Rezension: »Papa ruft an« - Bastian Bielendorfer

Nach »Mama ruft an« legt Bastian Bielendorfer nun nach. »Papa ruft an« ist die Fortsetzung der lustigsten Standleitung seit langem. Eine Rezension samt Interview mit dem Autor.

Vorhin rief meine Mutter an. »Wollte nur mal schauen, ob du noch lebst, Sohnemann!« Normalerweise beginnt das Gespräch mit Vorwürfen dieser Art. Erst wenn ich gefühlte achtmal mein Bedauern versichert habe, kommt der wahre Grund des Anrufs zum Vorschein. Sie drückte irgendeinen Knopf, doch kann sich nicht mehr erinnern, welcher es gewesen sein könnte. Jedenfalls lässt sich die Mikrowelle nicht mehr öffnen, die Fernsehanzeige stellt japanische Schriftzeichen dar und der Hund läuft nur noch rückwärts. Der ganze normale Wahnsinn. Kommt irgendwie bekannt vor, oder?

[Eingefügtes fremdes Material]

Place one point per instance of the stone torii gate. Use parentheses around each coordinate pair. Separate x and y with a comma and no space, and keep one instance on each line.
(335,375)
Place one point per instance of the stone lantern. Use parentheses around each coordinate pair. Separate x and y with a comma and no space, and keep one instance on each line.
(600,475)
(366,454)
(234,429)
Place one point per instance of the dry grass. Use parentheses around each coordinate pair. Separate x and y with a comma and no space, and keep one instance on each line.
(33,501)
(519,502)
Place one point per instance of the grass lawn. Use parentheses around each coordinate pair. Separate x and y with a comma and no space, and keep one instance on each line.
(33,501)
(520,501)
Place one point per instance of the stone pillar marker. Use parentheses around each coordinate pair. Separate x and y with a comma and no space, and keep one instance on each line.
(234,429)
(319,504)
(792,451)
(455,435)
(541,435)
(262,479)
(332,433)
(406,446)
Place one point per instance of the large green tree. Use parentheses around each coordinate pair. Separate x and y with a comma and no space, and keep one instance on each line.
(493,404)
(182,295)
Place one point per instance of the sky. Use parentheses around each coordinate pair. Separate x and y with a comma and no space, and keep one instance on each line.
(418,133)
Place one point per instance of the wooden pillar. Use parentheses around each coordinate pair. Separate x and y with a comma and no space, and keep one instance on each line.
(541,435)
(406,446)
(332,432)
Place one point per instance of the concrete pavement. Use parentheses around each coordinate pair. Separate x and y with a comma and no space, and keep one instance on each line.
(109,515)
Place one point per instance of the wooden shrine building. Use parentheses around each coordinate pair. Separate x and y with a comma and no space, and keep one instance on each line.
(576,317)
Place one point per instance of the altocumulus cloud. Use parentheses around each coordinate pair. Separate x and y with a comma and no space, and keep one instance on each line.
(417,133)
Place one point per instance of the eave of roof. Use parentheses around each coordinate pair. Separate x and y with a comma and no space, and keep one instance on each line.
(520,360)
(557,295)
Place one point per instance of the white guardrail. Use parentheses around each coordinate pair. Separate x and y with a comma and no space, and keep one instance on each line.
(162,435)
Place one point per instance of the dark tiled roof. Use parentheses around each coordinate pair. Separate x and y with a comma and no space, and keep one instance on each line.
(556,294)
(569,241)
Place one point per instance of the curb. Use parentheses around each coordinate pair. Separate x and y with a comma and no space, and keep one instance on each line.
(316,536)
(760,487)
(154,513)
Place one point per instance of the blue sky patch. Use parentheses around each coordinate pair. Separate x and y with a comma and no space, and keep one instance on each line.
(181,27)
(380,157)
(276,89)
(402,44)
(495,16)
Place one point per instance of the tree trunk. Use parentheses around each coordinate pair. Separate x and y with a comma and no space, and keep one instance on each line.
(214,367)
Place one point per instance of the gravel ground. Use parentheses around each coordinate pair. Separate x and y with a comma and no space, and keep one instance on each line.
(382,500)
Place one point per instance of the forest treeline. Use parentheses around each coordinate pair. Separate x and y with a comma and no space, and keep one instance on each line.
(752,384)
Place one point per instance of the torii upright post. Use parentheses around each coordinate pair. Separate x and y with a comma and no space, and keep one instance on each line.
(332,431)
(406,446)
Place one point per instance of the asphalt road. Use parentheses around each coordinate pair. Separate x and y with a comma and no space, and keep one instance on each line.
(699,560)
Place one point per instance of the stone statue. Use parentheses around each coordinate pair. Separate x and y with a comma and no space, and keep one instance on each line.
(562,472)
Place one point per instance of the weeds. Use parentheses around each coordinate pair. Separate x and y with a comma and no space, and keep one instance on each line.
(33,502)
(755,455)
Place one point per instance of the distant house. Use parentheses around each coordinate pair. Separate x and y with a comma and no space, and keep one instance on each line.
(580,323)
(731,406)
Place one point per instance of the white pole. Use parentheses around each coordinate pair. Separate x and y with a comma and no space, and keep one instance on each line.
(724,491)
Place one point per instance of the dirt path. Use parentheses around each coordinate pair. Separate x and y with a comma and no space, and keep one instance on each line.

Bastian Bielendorfer kennt das Dilemma nur zu Genüge. Der in Gelsenkirchen geborene Autor, der als »Lehrerkind« Bekanntheit erlangte, beschrieb in seinem Werk »Mutter ruft an« den alltäglichen Telefonterror zwischen Mama und Sohn. Nun legt er aktuell mit »Papa ruft an – Standleitung zum Lehrerkind« nach. Normalerweise würde ich gelangweilt abwinken, meist finde ich deutsche Humoristen so unterhaltsam wie Fahrstuhlmusik. Aber mich reizten beim Lesen jene Déjà-vu Momente, die an meine eigene Standleitung erinnerten.

Papa ruft zurück

Wenn Papa anruft, sieht man Chewbacca auf dem Handydisplay und hört ein ausdruckstarkes Schmatzen. So werden in Bielendorfers »Papa ruft an« zahlreiche Unterhaltungen zwischen Vater und Sohn eingeleitet. Das Bild wurde heimlich von seiner Frau Nadja aufs Handy gemogelt und sein Vater verschwendet ungern Ressourcen für ein schnödes »Hallo«. Es dauert nicht lange, bis Papa seinem Sohn den Grund des Anrufes nennt. Wahrscheinlich ist irgendwas ordentlich in die Hose gegangen. Das kann zum Beispiel eine überschäumende Waschmaschine sein, die aus der Not heraus mit Shampoo gefüllt wurde oder ein USB-Stick, der zum Aufladen in einer Steckdose landete. Sollte mal nicht der Weltfrieden auf der Kippe stehen, werden alte Fotoalben durchblättert, um den Sohn vor seiner Frau bodenlos zu blamieren. Solchen Sadismus lobe ich mir!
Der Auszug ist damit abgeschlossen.